Elio im Olivengarten – Ein Kommentar

Zwei Wochen nach den Wahlen zeichnet sich in Brüssel, der Wallonie und der Französischen Gemeinschaft eine neue Koalition ab. Trotz ihrer Affären ist die PS wieder dabei. Doch die größte frankophone steht unter der Aufsicht der Grünen und der CDh, die die Einhaltung der Regeln politischer Ethik zur Priorität gemacht haben. Ein Kommentar von Albert Schoenauen

In der Wallonie und in Brüssel spielt sich ein ungewohntes Schauspiel ab, das die politischen Gewohnheiten auf den Kopf stellt. Es ist das Ergebnis des Ausgangs der Regionalwahlen vom 7. Juni, bei dem der erwartete Sieger MR verlor, die angekündigte Niederlage der PS ausblieb, die CDh sich behaupten konnte und die Grünen allen anderen ein Paket Wähler abtrünnig machten. Entgegen den Gepflogenheiten ergriff diesmal nicht die größte Partei, sondern das Bündnis der zwei kleineren die Initiative. Heraus kam eine weitere Überraschung: hatten sich während des Wahlkampfes alle im Sog der MR-Angriffe gegen die Sozialisten von der skandalumwitterten PS distanziert, kehrten sich die Grünen und die Humanisten jetzt von den Liberalen ab und zogen mit den Sozialisten in die Koalitionsverhandlungen. Der Olivenbaum, der den dreien vorschwebt, ist kein widernatürliches, sondern ein auf vielen Gebieten kohärentes Bündnis des linken Zentrums. Bis hier hat der PS-Vorsitzende Di Rupo meisterhaft und fehlerfrei manövriert. Nach katastrophalen Ergebnissen der Meinungsumfragen über die Wahlabsichten hing er schon in den Seilen, doch bei den großen Wahlkampfdebatten trat er korrekt auf und legte mehr Selbstbeherrschung an den Tag als sein Widersacher Reynders. Und am Wahlsonntag erkannte er sogleich den ECOLO-Wahlsieg an und zeigte sich nicht überheblich, obschon seine Partei eindeutig die größte wurde. Sein Verhalten schuf Vertrauen bei ECOLO und CDh. Beide haben der PS wieder in den Sattel geholfen, aber dafür auch Bedingungen gestellt, vor allem in den Bereichen der guten Gouvernanz und der politischen Ethik. Dieser Druck bietet dem PS-Chef die letzte Chance, mit dem eisernen Besen durch seine Partei zu gehen und ein für allemal die alten Gewohnheiten auszumerzen. Dass das nicht einfach ist, zeigen die jüngsten Fälle Coëme und Happart.

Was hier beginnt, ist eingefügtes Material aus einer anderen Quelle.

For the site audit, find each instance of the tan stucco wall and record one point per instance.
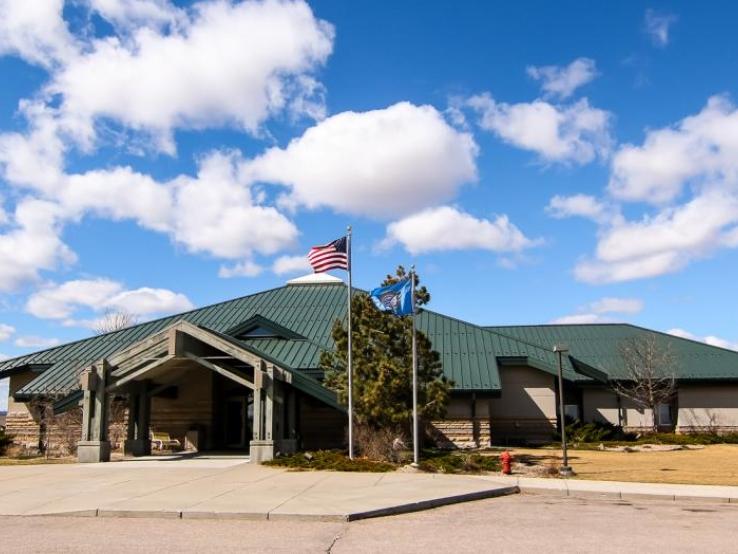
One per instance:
(708, 407)
(526, 408)
(601, 404)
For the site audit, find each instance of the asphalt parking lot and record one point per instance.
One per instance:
(519, 523)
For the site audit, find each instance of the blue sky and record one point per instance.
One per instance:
(538, 161)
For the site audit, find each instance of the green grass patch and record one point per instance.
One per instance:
(330, 460)
(457, 462)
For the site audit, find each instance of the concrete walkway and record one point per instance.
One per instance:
(227, 488)
(622, 490)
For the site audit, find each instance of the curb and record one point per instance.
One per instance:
(434, 503)
(354, 516)
(561, 487)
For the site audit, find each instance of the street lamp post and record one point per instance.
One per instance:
(565, 470)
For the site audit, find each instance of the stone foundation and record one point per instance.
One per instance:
(461, 433)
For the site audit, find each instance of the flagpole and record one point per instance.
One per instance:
(348, 357)
(416, 442)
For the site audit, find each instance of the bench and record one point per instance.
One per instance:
(161, 440)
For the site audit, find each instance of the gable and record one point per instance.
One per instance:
(260, 327)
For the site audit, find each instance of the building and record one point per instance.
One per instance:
(244, 374)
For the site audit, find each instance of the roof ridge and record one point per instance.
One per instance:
(4, 364)
(693, 341)
(609, 323)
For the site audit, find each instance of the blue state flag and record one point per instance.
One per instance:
(396, 298)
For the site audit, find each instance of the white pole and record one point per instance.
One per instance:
(350, 366)
(416, 439)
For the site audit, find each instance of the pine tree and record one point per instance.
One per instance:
(382, 363)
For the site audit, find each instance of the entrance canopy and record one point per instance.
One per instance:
(165, 358)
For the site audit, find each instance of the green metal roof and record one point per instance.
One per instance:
(469, 353)
(598, 346)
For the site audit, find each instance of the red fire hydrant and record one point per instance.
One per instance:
(506, 459)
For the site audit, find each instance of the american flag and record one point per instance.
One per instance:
(333, 255)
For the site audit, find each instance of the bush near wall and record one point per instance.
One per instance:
(5, 441)
(608, 434)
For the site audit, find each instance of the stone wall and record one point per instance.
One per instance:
(460, 433)
(19, 422)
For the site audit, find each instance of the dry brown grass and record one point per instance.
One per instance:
(711, 465)
(36, 460)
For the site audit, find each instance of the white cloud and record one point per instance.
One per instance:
(689, 172)
(658, 25)
(616, 305)
(581, 205)
(447, 228)
(291, 264)
(580, 319)
(226, 64)
(701, 150)
(146, 301)
(246, 268)
(709, 339)
(602, 311)
(664, 243)
(213, 212)
(35, 342)
(62, 301)
(135, 13)
(380, 163)
(32, 244)
(6, 331)
(563, 81)
(35, 31)
(576, 133)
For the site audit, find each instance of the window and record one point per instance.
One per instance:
(664, 414)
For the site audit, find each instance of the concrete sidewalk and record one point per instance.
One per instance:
(228, 488)
(623, 490)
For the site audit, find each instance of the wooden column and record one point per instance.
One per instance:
(94, 446)
(139, 417)
(262, 446)
(271, 413)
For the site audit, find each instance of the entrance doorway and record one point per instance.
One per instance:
(238, 418)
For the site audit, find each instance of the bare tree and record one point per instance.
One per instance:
(649, 378)
(58, 432)
(114, 321)
(117, 409)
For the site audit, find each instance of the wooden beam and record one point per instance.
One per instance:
(175, 341)
(137, 348)
(221, 370)
(139, 372)
(156, 352)
(221, 344)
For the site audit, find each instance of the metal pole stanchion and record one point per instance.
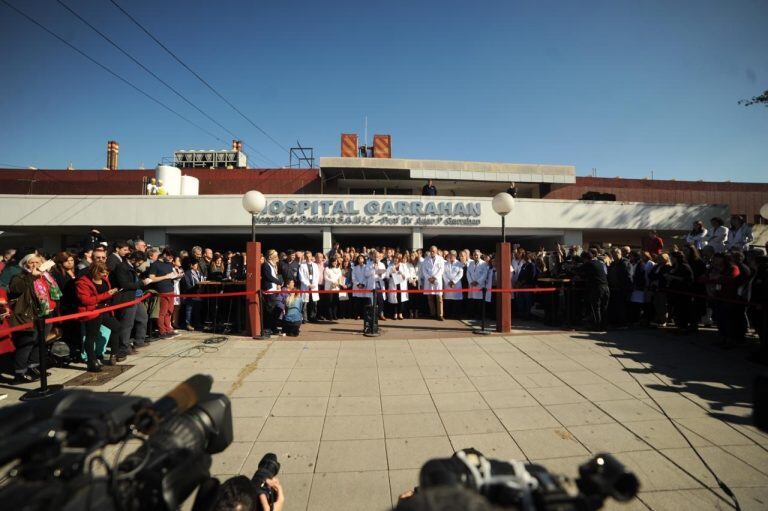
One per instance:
(45, 390)
(262, 336)
(483, 330)
(374, 330)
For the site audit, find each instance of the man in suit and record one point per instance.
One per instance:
(121, 249)
(270, 281)
(125, 277)
(309, 276)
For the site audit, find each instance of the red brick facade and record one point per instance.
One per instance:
(743, 198)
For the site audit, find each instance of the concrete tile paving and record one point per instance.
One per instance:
(353, 420)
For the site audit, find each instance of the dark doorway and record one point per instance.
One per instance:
(237, 242)
(359, 241)
(487, 244)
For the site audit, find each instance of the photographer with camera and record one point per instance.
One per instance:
(241, 493)
(469, 481)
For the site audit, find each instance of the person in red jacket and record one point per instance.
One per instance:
(93, 293)
(6, 344)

Für die Grünen ist das ein zweischneidiges Schwert. Viele ihrer Wähler, die die Affären der PS leid sind, sind bitter enttäuscht, dass ECOLO bereit ist, mit diesen Sozialisten in See zu stechen. Kommen die Reformen nicht schnell und sind sie nicht überzeugend, müssen ECOLO und CDh doch noch ihren Partner wechseln. Die MR bleibt als Druckmittel und Alternative in der Hinterhand. Für Didier Reynders, der auch schon nach Canossa ging und seine eigene Arroganz öffentlich bedauerte, ist das die letzte Hoffnung.